Chapter 4 Missing values
We plot a vis_miss variable graph to investigate the missing patterns in all the variables.
For missing row patterns, we observe that most of the rows don’t have missing values. For missing column patterns, we find that there are 12 columns having missing values. Variables host_response_rate
and host_acceptance_rate
have the highest number of missing values, with 52% and 38% of the value missing. We believe the large amount of missing values in these two is normal for this dataset because the hosts will not respond to all the requests and certainly will not accept all customers. According to our analysis, most hosts filter out about half of their requests via these two steps.

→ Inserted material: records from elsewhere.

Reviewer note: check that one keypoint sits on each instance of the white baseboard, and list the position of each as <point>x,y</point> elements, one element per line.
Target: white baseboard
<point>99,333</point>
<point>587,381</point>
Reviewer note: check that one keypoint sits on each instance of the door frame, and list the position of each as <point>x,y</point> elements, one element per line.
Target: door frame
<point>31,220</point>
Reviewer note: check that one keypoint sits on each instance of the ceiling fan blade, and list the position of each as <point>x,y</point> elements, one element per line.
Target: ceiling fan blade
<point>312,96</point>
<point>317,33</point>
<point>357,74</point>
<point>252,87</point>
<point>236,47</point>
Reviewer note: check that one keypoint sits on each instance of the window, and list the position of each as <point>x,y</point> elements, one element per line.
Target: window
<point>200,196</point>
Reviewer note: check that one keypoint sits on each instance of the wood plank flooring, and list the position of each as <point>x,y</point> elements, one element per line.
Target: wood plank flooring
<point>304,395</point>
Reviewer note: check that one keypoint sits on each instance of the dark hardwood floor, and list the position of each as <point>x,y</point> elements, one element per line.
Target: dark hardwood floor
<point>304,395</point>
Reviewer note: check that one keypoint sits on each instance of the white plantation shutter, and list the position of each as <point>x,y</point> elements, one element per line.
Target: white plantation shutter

Therefore, these two variables make sense to have a large number of missings.
Moreover, these two variables will not influence our research since we wi not use them in our further analysis.

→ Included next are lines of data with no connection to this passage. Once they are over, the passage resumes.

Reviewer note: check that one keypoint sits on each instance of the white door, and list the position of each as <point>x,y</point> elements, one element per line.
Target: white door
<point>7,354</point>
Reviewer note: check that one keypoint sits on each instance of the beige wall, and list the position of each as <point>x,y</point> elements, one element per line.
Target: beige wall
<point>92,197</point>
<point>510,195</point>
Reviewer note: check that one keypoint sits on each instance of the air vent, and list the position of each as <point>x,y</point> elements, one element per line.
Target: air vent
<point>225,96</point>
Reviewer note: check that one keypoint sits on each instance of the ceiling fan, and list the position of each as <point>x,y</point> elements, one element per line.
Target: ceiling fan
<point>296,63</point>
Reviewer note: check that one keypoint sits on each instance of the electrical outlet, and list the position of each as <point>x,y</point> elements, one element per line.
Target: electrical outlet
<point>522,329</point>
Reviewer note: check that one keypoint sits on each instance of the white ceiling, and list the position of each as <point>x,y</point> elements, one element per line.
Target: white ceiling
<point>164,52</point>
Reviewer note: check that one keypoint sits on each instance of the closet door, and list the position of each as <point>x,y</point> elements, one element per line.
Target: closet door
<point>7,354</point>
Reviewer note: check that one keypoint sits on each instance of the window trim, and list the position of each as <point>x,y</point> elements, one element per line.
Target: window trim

Other 9 variables of last_review
, review_scores_rating
, review_scores_accuracy
, review_scores_cleanliness
, review_scores_checkin
, review_scores_communication
, review_scores_location
, review_scores_value
, and reviews_per_month
all about the same amount of missing values ( around 25%), and they all related to the same attribute “reviews”. Thus, they will not influence our analysis of the relationship among other factors and overall review scores.
The table below shows the exact number of missing values of all variables.

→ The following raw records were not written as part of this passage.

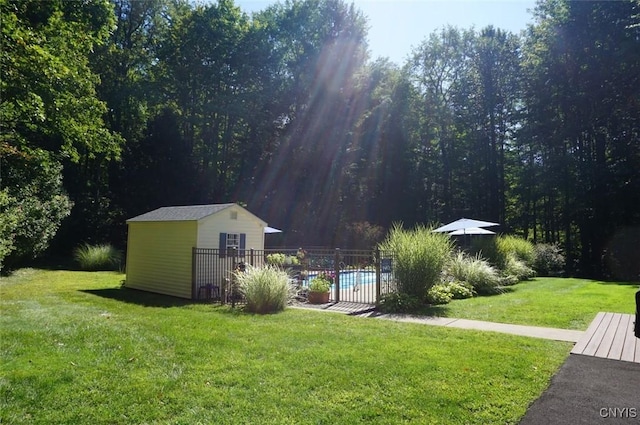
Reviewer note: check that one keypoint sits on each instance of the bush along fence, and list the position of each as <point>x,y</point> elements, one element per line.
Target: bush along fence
<point>357,276</point>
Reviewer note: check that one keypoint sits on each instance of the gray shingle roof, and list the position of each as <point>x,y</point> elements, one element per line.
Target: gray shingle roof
<point>185,213</point>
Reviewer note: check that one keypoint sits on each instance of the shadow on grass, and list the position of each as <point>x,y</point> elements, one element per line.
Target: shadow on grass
<point>617,283</point>
<point>143,298</point>
<point>150,299</point>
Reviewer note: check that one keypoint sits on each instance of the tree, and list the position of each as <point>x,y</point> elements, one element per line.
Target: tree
<point>49,112</point>
<point>582,62</point>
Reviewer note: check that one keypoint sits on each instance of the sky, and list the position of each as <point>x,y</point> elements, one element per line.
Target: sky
<point>397,26</point>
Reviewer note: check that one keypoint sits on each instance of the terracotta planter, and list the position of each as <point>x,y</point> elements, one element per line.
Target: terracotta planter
<point>318,297</point>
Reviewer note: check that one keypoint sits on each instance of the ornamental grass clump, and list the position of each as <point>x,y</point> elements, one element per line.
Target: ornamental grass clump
<point>97,257</point>
<point>474,272</point>
<point>518,247</point>
<point>549,260</point>
<point>266,289</point>
<point>419,256</point>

## host_response_rate host_acceptance_rate review_scores_location
## 22892 16754 11484
## review_scores_value review_scores_checkin review_scores_accuracy
## 11483 11479 11464
## review_scores_communication review_scores_cleanliness review_scores_rating
## 11459 11451 11432
## last_review reviews_per_month host_listings_count
## 10394 10394 5540
## host_since host_has_profile_pic host_identity_verified
## 17 17 17
## id host_id neighbourhood_group
## 0 0 0
## latitude longitude room_type
## 0 0 0
## accommodates price availability_30
## 0 0 0
## availability_365 number_of_reviews
## 0 0